Immature Stages of Coniopterygidae
Both adults and immatures feed on small, relatively inactive prey such as coccids, mites and aphids. They are mainly found on shrubs and trees, although some species seem to be confined to low vegetation.
Eggs are laid singly on infested foliage. They are oval in outline, flattened dorsoventrally, and slightly pointed at the micropylar end. The chorion surface bears reticulate markings. Eggs of C. hageni Banks are yellowish-pink, although some may have an orange tint (Quayle 1913). Conwentzia psociformis lays a total of ca. 200 eggs.
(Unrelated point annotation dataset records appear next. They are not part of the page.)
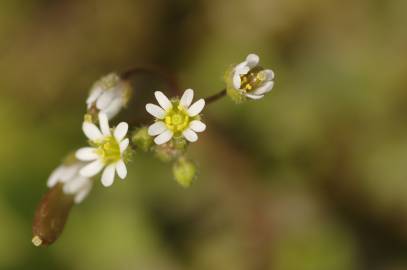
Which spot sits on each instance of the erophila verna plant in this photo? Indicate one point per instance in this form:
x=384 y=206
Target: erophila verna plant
x=175 y=125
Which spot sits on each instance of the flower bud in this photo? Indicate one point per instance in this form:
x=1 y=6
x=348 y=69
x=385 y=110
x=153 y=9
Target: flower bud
x=51 y=215
x=248 y=80
x=171 y=150
x=142 y=140
x=184 y=172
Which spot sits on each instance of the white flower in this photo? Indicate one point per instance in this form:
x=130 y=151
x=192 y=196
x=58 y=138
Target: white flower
x=251 y=80
x=109 y=95
x=107 y=150
x=73 y=182
x=176 y=118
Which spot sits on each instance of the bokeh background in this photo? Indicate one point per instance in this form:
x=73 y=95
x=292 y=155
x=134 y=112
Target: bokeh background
x=312 y=177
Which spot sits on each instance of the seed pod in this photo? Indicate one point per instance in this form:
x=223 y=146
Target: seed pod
x=51 y=215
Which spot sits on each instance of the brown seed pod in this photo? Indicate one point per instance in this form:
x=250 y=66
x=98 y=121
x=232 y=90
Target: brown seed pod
x=50 y=216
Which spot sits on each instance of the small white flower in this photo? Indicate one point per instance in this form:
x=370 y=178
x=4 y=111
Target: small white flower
x=73 y=182
x=176 y=118
x=107 y=150
x=251 y=80
x=109 y=95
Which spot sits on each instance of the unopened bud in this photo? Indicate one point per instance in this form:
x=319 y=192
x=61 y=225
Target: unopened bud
x=142 y=140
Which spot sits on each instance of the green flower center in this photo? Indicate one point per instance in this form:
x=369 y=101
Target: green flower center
x=109 y=150
x=177 y=119
x=253 y=79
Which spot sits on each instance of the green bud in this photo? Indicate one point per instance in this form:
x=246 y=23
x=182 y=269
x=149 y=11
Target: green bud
x=184 y=172
x=231 y=91
x=50 y=216
x=142 y=140
x=171 y=150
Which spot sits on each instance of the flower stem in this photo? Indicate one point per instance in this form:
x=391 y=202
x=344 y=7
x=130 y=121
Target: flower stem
x=215 y=97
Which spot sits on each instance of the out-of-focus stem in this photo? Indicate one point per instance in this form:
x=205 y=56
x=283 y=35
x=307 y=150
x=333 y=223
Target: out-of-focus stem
x=215 y=97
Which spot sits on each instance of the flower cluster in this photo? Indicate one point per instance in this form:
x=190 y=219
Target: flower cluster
x=175 y=126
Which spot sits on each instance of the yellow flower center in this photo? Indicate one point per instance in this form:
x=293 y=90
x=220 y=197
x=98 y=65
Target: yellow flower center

The number of larval instars was noted as 4 for C. hageni (Quayle 1913). Larvae of this species feed on all stages of red mites, the body contents being entirely sucked out from a single puncture. One larva consumed 226 red mites during its feeding period. The oval, flattened cocoons of Conwentzia are usually found on the underside of leaves or on bark. They consist of a double layer of silk with loosely woven margins. Cocoons of Semidalis aleyrodiformis Steph. do not have a clear double layer of silk. Withycombe (1923, 1924a) found that the pupal skin is often left within the cocoon rather than discarded after adult emergence.
The life cycle of C. hageni is 37-43 days in summer, of which the egg, larval and cocoon stages cover 6-8, 18-22 and 13 days, respectively. Semidalis aleyrodiformis overwinters as mature larvae within the cocoon, while a portion of the adults of the first brood of C. psociformis persist in sheltered spots until the following springtime (Clausen 1940/62).